Expand description
§Rawzip
A low-level Zip archive reader and writer. Pure Rust. Zero dependencies. Zero unsafe. Fast.
§Use Cases
In its current state, rawzip should not be considered a general purpose Zip library like zip, rc-zip, or async_zip. Instead, it was born out of a need for the following:
-
Efficiency: Only pay for what you use. Rawzip does not materialize the central directory when a Zip archive is parsed, and instead provides a lending iterator through the listed Zip entries. For a Zip file with 200k entries, this results in up to 2 orders of magnitude performance increase, as other Zip libraries need 200k+ allocations to rawzip’s 0. If storage of all entries is needed for further processing, callers are able to amortize allocations for arbitrary length fields like file names.
-
Bring your own dependencies: Rawzip pushes the compression responsibility onto the caller. Rust has a myriad of high quality compression libraries to choose from. For instance, just deflate has a half dozen implementations (#1, #2, #3, #4, #5, #6). This allows Rawzip to reach maturity easier and be passively maintained while letting downstream users pick the exact compressor best suited to their needs. The Zip file specification does not change frequently, and the hope is this library won’t either.
§Features:
- Pure Rust. Zero dependencies. Zero unsafe. Fast.
- Read and write Zip and Zip64 files
- Facilitates concurrent streaming decompression
- Zero allocation and zero copy when reading from a byte slice
§Example
use std::io::Read;
// Let's create a Zip archive with a single file, "file.txt", containing the text "Hello, world!"
// and read it back out.
let data = b"Hello, world!";
// Create a new Zip archive in memory.
let mut output = Vec::new();
let mut archive = rawzip::ZipArchiveWriter::new(&mut output);
// Start of a new file in our zip archive with deflate compression.
let mut file = archive.new_file("file.txt")
.compression_method(rawzip::CompressionMethod::Deflate)
.create()?;
// Wrap the file in a deflate compressor.

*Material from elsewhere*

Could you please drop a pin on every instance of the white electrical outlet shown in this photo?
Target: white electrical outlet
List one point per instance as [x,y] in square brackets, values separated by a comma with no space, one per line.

let mut encoder = flate2::write::DeflateEncoder::new(&mut file, flate2::Compression::default());
// Wrap the compressor in a data writer, which will track information for the
// Zip data descriptor (like uncompressed size and crc).
let mut writer = rawzip::ZipDataWriter::new(encoder);
// Copy the data to the writer.
std::io::copy(&mut &data[..], &mut writer)?;
// Finish the file, which will return the finalized data descriptor
let (_, descriptor) = writer.finish()?;
// Write out the data descriptor and return the number of bytes the data compressed to.

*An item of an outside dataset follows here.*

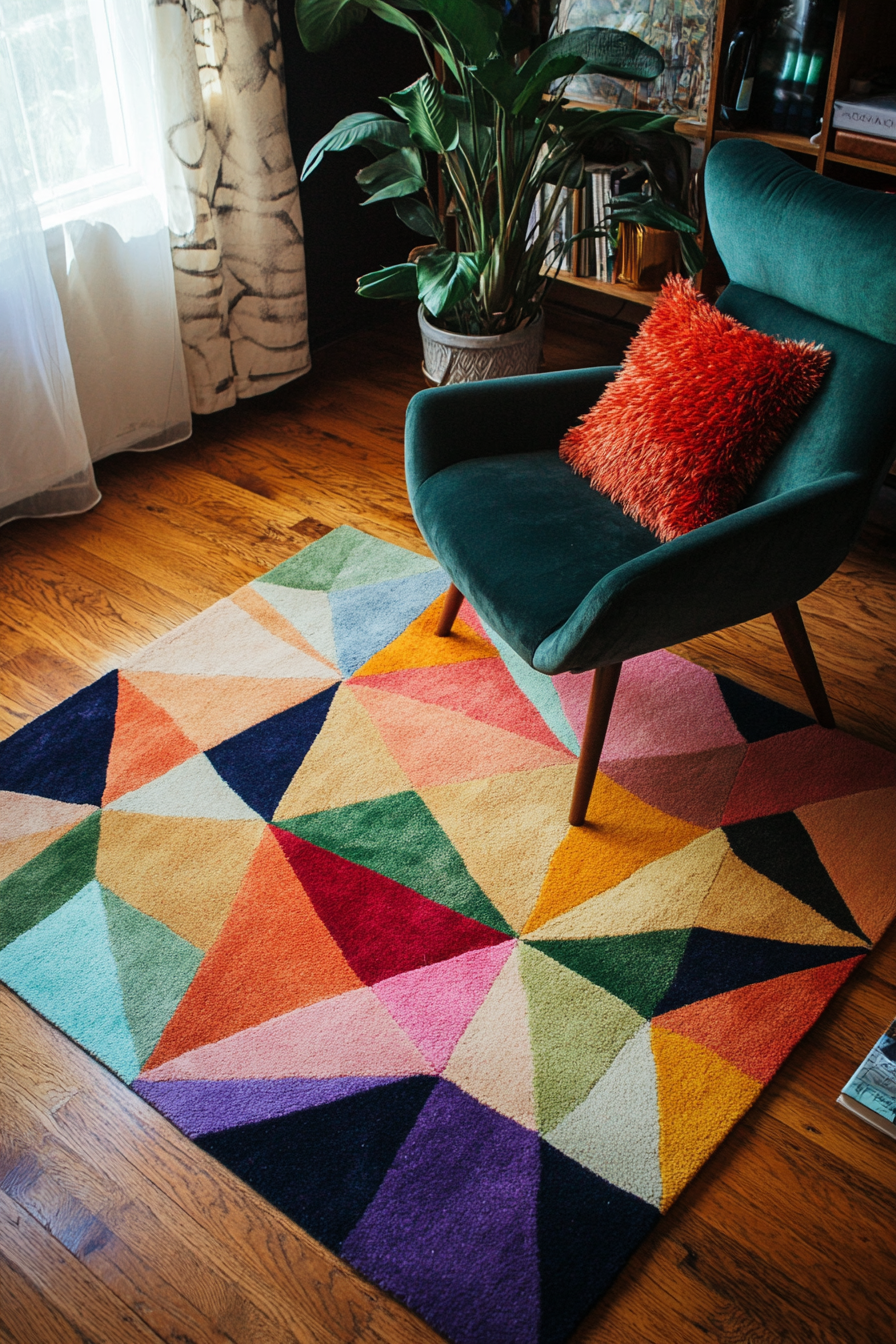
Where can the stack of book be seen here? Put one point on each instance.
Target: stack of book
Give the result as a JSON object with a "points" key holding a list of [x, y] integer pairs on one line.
{"points": [[865, 128], [582, 210]]}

let compressed = file.finish(descriptor)?;
// Finish the archive, which will write the central directory.
archive.finish()?;
// Now it is time to read back what we've written! Here we are reading from
// a slice, but there's another set of API that take advantage of reading from a file.
let archive = rawzip::ZipArchive::from_slice(&output)?;
// Rawzip does not materialize the central directory when a Zip archive is parsed,
// so we need to iterate over the entries to find the one we want.

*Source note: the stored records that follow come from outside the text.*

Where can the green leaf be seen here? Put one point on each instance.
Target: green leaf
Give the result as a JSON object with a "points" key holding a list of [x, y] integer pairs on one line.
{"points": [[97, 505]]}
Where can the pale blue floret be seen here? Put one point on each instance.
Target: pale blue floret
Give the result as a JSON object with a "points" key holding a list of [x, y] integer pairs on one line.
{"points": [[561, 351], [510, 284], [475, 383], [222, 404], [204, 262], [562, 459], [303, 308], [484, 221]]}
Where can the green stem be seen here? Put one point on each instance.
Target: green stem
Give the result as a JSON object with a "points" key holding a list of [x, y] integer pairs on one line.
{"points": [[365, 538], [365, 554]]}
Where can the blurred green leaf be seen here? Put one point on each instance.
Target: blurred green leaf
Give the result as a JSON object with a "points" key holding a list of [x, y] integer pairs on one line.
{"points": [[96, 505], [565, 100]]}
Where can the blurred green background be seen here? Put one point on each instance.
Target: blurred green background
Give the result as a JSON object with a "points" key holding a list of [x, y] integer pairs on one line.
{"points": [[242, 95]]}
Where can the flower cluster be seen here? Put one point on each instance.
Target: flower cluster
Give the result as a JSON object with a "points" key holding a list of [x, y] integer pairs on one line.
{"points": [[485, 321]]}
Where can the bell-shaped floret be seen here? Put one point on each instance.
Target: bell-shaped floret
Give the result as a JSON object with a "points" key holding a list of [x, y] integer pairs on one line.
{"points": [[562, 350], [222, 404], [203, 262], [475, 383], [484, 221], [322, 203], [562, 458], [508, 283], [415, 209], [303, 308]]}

let mut entries = archive.entries();
// Get the first (and only) entry in the archive.
let entry = entries.next_entry()?.unwrap();
// While we can access the raw bytes of the file name, let's use the normalized path
// for demonstration purposes.
assert_eq!(entry.file_path().try_normalize()?.as_ref(), "file.txt");
// Assert the compression method.
assert_eq!(entry.compression_method(), rawzip::CompressionMethod::Deflate);
// Assert the uncompressed size hint. Be warned that this may not be the actual,
// uncompressed size for malicious or corrupted files.
assert_eq!(entry.uncompressed_size_hint(), data.len() as u64);
// Before we need to access the entry's data, we need to know where it is in the archive.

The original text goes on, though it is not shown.